Create a copy of arsnova.properties.example at /etc/arsnova/arsnova.properties
.
Afterwards, initialize the database by running the tool.py
python script from the Setup Tool.
Building
ARSnova Backend uses Maven for builds and dependency management. You do not need to download any framework or library dependencies - Maven handles this for you.
You can create a web archive (.war
file) by running a single command:
$ mvn package
Running
ARSnova builds are setup up to automatically download the Java Servlet container Jetty for development. Run the following command to download the dependencies, and startup the backend with Jetty:
$ mvn jetty:run
After a few seconds the ARSnova API will be accessible at http://localhost:8080/.
You can adjust the amount of debug logging by changing the log levels in log4j-dev.properties.
Additionally, you can enable exception messages in API responses by setting the boolean property api.expose-error-messages
in arsnova.properties
.
Continuous Integration
Our code repositories are located on a GitLab server for internal development.
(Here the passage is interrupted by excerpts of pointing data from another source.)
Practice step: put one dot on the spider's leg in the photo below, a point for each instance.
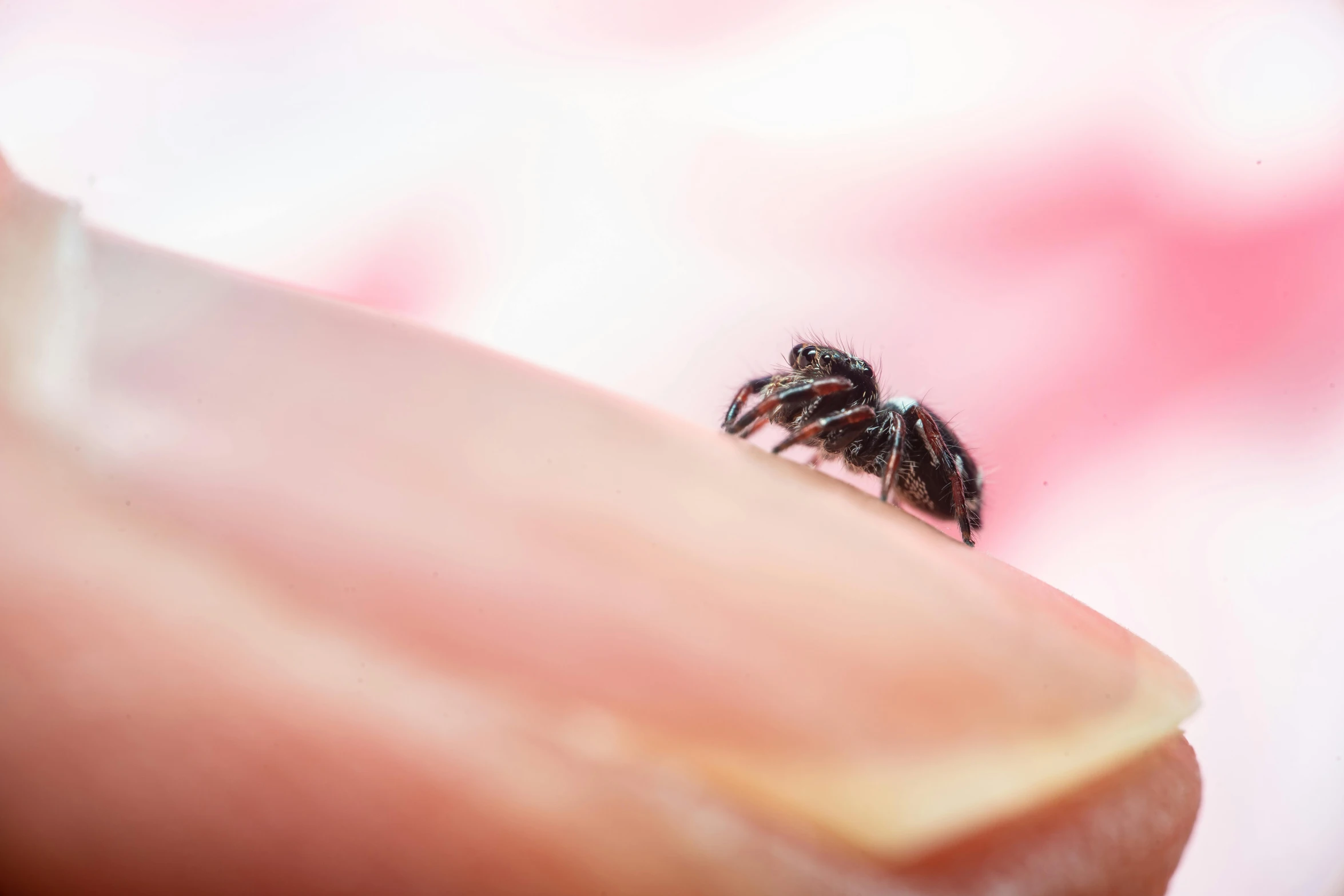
(939, 452)
(792, 395)
(861, 416)
(889, 476)
(743, 394)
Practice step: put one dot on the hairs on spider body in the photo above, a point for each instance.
(830, 399)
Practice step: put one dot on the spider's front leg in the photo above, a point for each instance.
(795, 395)
(889, 476)
(847, 420)
(956, 472)
(741, 398)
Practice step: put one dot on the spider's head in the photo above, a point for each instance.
(830, 362)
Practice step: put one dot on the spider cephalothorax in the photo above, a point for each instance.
(831, 401)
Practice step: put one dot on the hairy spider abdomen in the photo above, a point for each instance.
(830, 399)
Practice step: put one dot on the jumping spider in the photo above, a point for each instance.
(830, 399)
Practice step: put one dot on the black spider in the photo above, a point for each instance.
(830, 399)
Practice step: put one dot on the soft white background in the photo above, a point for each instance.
(1109, 237)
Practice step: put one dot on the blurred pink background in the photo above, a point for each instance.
(1107, 237)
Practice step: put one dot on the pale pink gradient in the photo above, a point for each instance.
(1108, 237)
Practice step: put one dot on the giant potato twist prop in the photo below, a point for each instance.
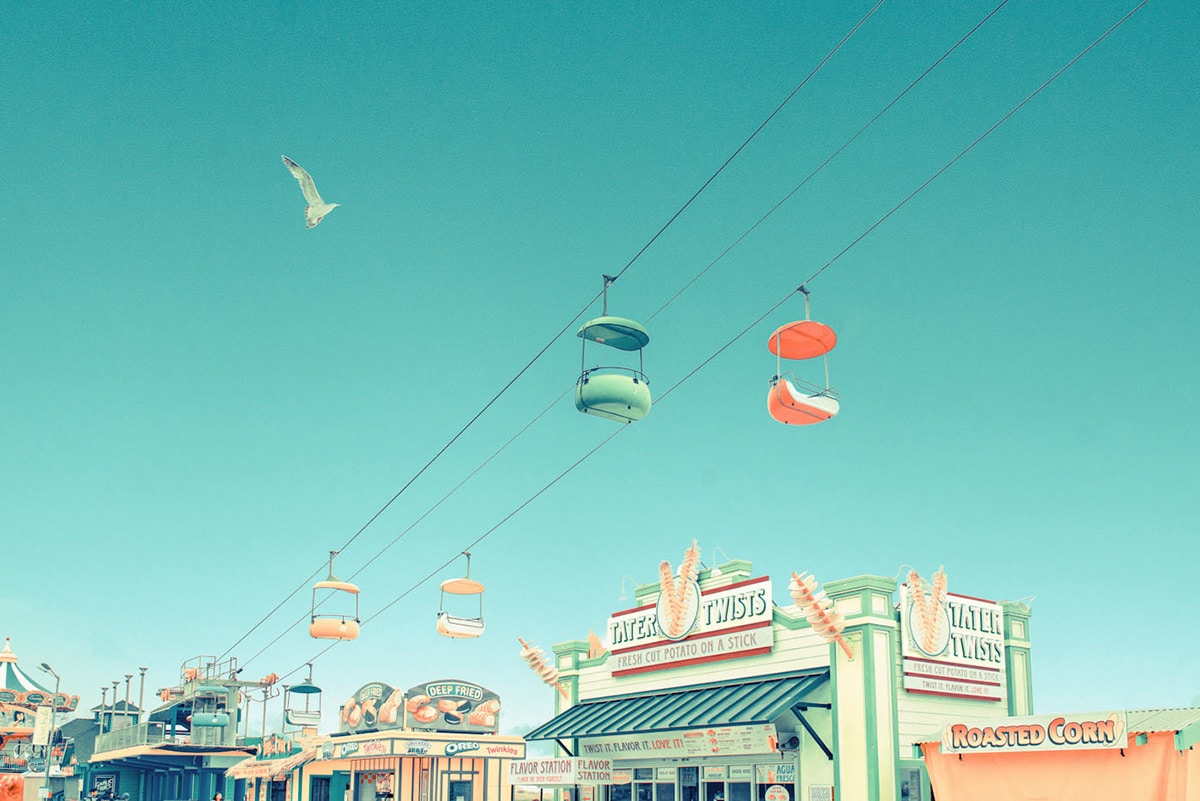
(537, 660)
(819, 609)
They are automatically mirrored to GitHub on code changes.
Apart from mirroring GitLab CI triggers various jobs to:
- check the code quality (static code analysis with SonarQube)
- build a web archive
- execute unit tests
- deploy to our staging/production servers
In addition to GitLab CI for our internal repositories, we use Travis CI which is able to run against merge requests on GitHub. Travis CI only runs unit tests for the backend.